The Slatest

Report: Israel Spied on U.S.-Iran Talks and Leaked Information to Congress

Ron Dermer (second from right), Israel’s ambassador to the U.S., and Sara Netanyahu (second from left), wife of Israeli Prime Minister Benjamin Netanyahu, attend the PM’s speech to the American Israel Public Affairs Committee in Washington, D.C., on March 2.

Jonathan Ernst/Reuters

“Senior White House officials” say Israel spied on U.S.-Iran negotiations and shared the information obtained with members of Congress, the Wall Street Journal reports:

The espionage didn’t upset the White House as much as Israel’s sharing of inside information with U.S. lawmakers and others to drain support from a high-stakes deal intended to limit Iran’s nuclear program, current and former officials said.

“It is one thing for the U.S. and Israel to spy on each other. It is another thing for Israel to steal U.S. secrets and play them back to U.S. legislators to undermine U.S. diplomacy,” said a senior U.S. official briefed on the matter.

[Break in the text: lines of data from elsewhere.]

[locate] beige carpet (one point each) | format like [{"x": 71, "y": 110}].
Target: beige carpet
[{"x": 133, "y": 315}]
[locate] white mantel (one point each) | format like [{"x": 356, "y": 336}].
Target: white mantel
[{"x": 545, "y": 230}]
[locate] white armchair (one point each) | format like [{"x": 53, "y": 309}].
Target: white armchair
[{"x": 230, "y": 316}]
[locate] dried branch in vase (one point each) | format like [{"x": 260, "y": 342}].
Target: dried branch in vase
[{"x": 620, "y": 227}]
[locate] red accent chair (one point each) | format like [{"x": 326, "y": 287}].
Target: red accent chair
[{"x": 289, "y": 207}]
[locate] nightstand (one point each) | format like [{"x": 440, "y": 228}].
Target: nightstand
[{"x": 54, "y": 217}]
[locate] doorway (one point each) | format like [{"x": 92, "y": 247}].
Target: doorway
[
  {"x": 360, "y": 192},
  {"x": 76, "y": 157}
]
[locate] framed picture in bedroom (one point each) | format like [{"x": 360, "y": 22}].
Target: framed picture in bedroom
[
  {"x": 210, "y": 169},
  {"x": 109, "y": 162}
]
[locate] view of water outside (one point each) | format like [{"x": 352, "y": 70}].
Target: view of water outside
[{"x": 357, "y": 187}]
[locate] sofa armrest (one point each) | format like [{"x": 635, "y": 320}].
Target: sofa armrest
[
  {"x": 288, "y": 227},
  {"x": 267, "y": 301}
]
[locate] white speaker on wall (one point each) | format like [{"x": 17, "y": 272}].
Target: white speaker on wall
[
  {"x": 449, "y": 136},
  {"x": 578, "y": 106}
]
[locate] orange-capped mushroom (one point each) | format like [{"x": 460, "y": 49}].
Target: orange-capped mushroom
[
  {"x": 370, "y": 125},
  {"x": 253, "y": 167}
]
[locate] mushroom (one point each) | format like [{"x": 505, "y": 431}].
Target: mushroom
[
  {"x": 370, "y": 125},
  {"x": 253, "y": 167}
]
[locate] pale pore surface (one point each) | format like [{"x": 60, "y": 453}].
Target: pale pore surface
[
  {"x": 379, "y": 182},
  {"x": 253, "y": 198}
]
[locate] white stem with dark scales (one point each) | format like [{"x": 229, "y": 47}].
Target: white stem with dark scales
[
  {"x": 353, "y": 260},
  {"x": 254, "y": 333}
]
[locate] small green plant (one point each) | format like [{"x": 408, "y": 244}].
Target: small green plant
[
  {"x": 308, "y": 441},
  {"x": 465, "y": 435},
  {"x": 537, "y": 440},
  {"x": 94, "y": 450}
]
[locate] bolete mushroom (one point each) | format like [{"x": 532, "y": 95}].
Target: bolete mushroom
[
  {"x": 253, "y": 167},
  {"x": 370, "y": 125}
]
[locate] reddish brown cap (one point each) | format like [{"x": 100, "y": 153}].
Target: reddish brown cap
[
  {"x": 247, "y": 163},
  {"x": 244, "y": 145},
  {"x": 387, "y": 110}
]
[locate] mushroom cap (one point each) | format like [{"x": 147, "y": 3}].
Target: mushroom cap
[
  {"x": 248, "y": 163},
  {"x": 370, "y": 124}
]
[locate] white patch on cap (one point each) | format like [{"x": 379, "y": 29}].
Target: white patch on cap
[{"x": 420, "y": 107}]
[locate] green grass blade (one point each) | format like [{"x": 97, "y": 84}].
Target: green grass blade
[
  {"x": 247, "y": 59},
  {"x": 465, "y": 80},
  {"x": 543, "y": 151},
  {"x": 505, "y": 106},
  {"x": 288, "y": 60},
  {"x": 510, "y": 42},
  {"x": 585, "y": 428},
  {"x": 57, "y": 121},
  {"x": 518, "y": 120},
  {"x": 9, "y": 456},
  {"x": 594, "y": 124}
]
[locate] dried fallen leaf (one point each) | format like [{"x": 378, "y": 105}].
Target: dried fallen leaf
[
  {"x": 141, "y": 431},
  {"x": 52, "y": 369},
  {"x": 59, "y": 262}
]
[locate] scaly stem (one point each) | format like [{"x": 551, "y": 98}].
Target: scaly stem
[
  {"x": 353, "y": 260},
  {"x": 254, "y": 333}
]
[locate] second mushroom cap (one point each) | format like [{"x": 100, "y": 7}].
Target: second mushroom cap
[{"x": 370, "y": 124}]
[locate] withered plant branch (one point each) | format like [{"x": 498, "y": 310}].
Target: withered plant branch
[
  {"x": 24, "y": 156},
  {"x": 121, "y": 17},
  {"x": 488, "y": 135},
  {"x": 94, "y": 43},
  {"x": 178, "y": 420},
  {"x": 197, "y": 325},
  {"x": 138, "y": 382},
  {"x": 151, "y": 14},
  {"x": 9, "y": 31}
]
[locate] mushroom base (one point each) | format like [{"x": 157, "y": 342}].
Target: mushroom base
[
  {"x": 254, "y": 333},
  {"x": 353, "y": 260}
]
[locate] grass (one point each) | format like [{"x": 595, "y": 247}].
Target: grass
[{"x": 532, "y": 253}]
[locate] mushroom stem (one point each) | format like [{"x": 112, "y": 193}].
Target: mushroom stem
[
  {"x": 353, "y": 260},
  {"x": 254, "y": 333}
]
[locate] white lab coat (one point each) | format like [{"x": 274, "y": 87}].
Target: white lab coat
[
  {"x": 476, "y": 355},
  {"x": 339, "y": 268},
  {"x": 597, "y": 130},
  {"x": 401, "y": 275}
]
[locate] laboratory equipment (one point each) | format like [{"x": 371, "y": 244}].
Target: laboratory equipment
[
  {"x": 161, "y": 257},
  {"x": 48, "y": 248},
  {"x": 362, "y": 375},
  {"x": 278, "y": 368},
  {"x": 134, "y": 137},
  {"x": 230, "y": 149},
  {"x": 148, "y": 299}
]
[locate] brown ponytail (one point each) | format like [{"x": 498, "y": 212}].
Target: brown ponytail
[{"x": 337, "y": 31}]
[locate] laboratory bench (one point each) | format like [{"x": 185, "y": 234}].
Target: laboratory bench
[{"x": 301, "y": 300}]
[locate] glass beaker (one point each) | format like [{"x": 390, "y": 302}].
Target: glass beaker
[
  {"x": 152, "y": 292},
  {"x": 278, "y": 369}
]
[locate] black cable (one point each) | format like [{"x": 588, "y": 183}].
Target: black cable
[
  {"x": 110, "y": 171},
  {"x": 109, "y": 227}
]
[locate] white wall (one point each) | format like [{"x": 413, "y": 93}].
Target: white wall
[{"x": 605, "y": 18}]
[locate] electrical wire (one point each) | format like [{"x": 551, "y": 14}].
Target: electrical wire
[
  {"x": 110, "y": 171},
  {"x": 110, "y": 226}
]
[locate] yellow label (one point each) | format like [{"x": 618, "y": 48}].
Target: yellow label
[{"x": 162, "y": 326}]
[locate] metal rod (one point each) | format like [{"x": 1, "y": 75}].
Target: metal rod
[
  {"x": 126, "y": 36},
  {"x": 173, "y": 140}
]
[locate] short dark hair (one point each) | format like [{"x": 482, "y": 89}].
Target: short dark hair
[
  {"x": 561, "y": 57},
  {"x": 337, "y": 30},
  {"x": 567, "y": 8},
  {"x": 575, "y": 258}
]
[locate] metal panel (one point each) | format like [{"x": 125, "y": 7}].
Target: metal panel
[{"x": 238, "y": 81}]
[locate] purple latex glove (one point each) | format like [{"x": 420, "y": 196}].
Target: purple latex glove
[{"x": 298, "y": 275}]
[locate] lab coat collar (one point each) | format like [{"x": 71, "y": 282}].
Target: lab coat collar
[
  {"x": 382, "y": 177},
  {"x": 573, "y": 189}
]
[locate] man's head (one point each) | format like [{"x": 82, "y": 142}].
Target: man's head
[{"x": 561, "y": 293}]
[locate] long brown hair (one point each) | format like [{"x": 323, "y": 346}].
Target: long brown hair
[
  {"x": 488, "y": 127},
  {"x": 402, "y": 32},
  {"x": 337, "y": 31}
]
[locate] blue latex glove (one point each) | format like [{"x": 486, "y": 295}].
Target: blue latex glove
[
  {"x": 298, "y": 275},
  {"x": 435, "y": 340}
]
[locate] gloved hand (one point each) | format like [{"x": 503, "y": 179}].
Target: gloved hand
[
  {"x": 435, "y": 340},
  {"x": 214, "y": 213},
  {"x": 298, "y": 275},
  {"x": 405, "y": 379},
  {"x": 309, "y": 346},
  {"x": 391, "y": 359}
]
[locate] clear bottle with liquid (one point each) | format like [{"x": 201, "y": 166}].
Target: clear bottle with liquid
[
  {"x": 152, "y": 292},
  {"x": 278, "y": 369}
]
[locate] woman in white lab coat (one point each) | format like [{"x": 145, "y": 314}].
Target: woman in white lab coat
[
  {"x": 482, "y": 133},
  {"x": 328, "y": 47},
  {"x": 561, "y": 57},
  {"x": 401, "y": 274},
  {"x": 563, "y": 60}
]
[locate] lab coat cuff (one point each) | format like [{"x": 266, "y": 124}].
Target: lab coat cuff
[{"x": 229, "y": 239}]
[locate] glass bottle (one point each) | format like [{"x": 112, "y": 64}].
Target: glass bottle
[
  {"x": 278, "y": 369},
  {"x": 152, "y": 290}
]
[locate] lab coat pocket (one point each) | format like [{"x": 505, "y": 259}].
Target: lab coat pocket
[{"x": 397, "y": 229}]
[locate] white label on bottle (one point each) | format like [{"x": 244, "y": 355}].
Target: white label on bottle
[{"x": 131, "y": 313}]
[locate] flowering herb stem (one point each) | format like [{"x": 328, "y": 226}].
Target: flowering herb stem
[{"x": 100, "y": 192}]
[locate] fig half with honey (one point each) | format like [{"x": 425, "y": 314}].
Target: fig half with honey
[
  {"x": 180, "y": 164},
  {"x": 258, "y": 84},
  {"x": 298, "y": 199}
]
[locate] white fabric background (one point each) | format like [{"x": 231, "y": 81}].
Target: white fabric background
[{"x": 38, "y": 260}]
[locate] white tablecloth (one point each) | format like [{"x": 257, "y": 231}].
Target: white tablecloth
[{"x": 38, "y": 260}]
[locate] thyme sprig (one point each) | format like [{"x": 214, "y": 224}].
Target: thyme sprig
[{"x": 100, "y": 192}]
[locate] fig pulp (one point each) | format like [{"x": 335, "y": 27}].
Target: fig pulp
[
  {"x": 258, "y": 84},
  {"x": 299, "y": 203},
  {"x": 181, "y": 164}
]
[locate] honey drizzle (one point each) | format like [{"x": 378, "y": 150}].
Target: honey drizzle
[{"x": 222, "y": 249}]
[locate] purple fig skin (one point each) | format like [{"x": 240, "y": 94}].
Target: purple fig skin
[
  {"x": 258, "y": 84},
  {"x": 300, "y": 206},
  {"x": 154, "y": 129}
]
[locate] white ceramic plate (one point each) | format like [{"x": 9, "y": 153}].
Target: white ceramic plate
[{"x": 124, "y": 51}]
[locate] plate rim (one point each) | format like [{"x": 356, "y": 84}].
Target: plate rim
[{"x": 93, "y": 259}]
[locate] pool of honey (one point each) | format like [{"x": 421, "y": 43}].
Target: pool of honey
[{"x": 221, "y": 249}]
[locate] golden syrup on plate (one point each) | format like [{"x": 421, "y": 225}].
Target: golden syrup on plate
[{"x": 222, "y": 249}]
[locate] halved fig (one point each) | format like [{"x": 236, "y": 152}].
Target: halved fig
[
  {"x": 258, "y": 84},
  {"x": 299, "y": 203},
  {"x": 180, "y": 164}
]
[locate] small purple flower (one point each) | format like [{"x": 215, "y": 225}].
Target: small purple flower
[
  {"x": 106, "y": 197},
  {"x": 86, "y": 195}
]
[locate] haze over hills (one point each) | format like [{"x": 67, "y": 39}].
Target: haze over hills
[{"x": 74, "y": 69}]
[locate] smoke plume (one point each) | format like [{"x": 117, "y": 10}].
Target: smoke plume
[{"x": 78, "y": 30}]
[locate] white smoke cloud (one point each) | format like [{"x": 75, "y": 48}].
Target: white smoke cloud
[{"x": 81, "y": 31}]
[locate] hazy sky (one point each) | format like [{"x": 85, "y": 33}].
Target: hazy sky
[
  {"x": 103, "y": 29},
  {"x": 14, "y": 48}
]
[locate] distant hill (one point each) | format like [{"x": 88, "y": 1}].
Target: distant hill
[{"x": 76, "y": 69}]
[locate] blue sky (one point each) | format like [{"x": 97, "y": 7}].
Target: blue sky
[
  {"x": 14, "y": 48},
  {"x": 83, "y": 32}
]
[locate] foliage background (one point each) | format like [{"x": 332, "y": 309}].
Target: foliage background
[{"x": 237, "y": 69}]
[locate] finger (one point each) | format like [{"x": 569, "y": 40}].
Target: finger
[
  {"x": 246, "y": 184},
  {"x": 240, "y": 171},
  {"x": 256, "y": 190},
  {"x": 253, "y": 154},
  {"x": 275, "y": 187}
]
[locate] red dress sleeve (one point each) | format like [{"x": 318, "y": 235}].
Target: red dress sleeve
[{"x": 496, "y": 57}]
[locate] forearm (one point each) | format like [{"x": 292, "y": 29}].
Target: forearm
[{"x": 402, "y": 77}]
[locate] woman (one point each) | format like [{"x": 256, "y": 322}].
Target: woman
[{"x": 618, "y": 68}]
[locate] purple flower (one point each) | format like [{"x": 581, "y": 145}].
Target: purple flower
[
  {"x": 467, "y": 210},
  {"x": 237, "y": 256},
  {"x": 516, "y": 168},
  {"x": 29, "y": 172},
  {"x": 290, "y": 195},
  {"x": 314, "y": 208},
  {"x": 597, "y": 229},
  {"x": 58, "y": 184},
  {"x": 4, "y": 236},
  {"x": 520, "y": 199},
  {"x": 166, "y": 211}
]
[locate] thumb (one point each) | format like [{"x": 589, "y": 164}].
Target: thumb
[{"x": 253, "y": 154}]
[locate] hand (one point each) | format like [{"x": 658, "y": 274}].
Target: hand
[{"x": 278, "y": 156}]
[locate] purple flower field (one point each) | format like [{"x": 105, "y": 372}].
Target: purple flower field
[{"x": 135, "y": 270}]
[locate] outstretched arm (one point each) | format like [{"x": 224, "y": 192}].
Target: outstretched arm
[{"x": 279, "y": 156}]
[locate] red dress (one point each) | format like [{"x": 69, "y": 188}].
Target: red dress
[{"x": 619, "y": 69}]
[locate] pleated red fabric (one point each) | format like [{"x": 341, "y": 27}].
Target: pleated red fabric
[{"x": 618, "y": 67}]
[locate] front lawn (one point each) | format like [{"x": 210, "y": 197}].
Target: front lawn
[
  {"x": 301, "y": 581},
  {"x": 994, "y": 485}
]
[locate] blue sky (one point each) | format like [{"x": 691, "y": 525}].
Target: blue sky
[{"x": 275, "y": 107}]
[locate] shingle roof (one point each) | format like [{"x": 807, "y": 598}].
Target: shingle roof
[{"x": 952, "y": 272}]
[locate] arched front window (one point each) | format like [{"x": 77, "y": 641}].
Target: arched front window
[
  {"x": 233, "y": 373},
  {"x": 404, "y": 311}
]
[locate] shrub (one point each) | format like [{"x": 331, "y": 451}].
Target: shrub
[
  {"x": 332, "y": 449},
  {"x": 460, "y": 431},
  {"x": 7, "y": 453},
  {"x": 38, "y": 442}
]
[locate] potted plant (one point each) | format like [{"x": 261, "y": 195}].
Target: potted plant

The Obama administration’s negotiations with Iran—over a potential deal to reduce economic sanctions against that country in exchange for limitation of its nuclear program—have become a major issue in both Israeli and American politics. Israeli Prime Minister Benjamin Netanyahu was critical of the potential deal during his recent re-election campaign, while 47 Republican senators signed an open letter addressed to Iranian leaders warning that future American administrations might overturn executive-branch policies agreed to by the Obama White House. The Journal’s piece says that Ron Dermer, the Israeli ambassador to the United States, has been meeting with members of Congress in recent months to lobby against a U.S.-Iran agreement, and asserts that during these meetings Dermer has shared specific and classified information about potential deal terms that had not been previously disclosed to legislators by the Obama administration.

Israel denies that Dermer shared “confidential intelligence information,” and it does not seem from the Journal story that Israel is alleged to have obtained the information in question by spying directly on United States officials. Other countries are involved in the talks, and Israel may have obtained some information directly via those countries or via surveillance of “communications between U.S. officials and parties targeted by the Israelis, including Iran.”

Of note: The Journal says that Dermer’s lobbying efforts have generally been directed at Democrats because Israel already assumes the support of most Republicans.